IMF changes Argentina forecast, expects economy to fall 2.8 points in 2024

In October, the Fund said it expected the country to grow this year by 2.8 points

The International Monetary Fund (IMF) has changed its forecast for Argentina’s economy and now estimates that GDP will shrink by 2.8 points in 2024 — a whopping 5.6 downward revision from its October forecast, when it expected the country’s economy to grow by 2.8 points.

The forecast, published in the Fund’s most recent World Economic Outlook update, came on Tuesday, one day before the lender’s board is set to meet to discuss Argentina’s case and possibly unlock a US$4.7 billion disbursement.

The IMF also calculated that the 2024 inflation rate will be around 150%, according to Chief Economist Pierre-Olivier Gourinchas. “Part of the current government’s efforts are aimed at lowering a number of relative price distortions that were in place under the previous administration,” Gourinchas said in a press conference on Tuesday.

According to Gourinchas, December’s devaluation and subsidy elimination are fueling short term inflation. The IMF’s World Economic Outlook said that the economy’s drop is taking place within “a significant policy adjustment to restore macroeconomic stability.”

The Fund estimates that the GDP will grow by five points in 2025 and that inflation, now at a 25.5% monthly rate, will decrease to “single digits by the middle of this year” and could fall “even further,” Gourinchas said.

He added that a return to economic growth depended on the success of the fiscal consolidation that the administration was carrying out. Gourinchas stated that the government is trying to reach a 2% fiscal surplus, or a five percentage point GDP adjustment, in 2024. 

“It’s a very sizable fiscal adjustment,” he said.

On January 10, the IMF and Argentina reached a staff-level agreement that could mean access to US$4.7 billion.
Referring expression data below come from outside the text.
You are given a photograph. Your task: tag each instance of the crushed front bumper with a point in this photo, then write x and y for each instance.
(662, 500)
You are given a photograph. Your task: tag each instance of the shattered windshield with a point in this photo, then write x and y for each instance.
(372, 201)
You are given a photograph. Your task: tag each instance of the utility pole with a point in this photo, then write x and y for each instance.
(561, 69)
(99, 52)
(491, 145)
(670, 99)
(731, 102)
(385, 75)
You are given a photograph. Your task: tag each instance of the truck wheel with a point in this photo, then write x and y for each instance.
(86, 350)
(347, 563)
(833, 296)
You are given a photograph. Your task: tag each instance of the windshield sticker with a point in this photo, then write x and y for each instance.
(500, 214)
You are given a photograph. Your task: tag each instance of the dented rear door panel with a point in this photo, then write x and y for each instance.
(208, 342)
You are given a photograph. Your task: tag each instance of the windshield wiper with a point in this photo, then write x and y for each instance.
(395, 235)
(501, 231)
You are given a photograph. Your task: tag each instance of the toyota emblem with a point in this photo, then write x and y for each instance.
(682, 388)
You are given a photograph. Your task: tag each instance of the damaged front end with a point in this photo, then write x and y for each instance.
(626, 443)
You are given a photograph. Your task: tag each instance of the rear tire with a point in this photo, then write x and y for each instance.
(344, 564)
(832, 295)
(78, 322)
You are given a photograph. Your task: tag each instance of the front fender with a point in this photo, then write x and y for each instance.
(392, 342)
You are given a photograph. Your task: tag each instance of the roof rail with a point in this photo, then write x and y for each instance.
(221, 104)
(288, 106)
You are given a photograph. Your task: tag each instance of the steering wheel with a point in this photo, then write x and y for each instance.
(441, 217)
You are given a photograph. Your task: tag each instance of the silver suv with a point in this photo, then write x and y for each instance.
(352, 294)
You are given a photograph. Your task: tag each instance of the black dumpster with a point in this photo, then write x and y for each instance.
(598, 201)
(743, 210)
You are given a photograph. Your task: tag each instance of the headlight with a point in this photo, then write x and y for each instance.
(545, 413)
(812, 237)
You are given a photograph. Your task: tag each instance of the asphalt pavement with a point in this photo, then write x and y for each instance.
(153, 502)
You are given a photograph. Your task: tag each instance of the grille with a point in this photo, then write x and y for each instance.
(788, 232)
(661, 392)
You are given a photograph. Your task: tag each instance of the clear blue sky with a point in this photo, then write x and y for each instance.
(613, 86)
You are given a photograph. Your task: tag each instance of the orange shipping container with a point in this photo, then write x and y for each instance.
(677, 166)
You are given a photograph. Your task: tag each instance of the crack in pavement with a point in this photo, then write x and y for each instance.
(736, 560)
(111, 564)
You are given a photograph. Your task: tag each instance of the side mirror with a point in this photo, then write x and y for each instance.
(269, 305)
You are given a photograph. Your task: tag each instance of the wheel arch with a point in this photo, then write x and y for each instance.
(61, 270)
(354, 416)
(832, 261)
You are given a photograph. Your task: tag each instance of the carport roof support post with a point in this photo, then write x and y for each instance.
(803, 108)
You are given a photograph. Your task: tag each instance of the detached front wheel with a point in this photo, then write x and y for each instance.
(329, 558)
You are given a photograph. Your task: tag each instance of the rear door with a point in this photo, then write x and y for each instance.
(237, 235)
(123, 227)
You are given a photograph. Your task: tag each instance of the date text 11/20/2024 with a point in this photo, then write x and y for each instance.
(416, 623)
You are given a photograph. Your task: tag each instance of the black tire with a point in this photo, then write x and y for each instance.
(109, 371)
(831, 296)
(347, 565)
The following week, Economy Minister Luis Caputo met with Gita Gopinath, the lender’s first deputy managing director. A source from the ministry told the Herald that Gopinath “stressed the importance that politics accompany the measures,” implying the need for political support for Milei’s mega-decree and omnibus bill.

Last week, Caputo announced that the government would drop the fiscal chapter of Milei’s flagship omnibus bill, but clarified that the government is “still committed to zero deficit.” On Tuesday, Chief of Staff Nicolás Posse traveled to Washington to meet Gopinath.

The lender’s board will hold a meeting on Wednesday to discuss Argentina’s case, which could unlock the disbursement under the current Extended Fund Facility agreement. The same day, the Argentine Congress will begin to debate the omnibus bill.

On Monday, Reuters published that the IMF will allow Argentina to defer the last programmed review of its US$44 billion loan by two months, giving the government more time to apply reforms and potentially negotiate a new program. According to the news agency, the government and the IMF agreed that the 10th and final review of the current program signed under Alberto Fernández’s presidency in 2022, initially set for September, will be postponed to November.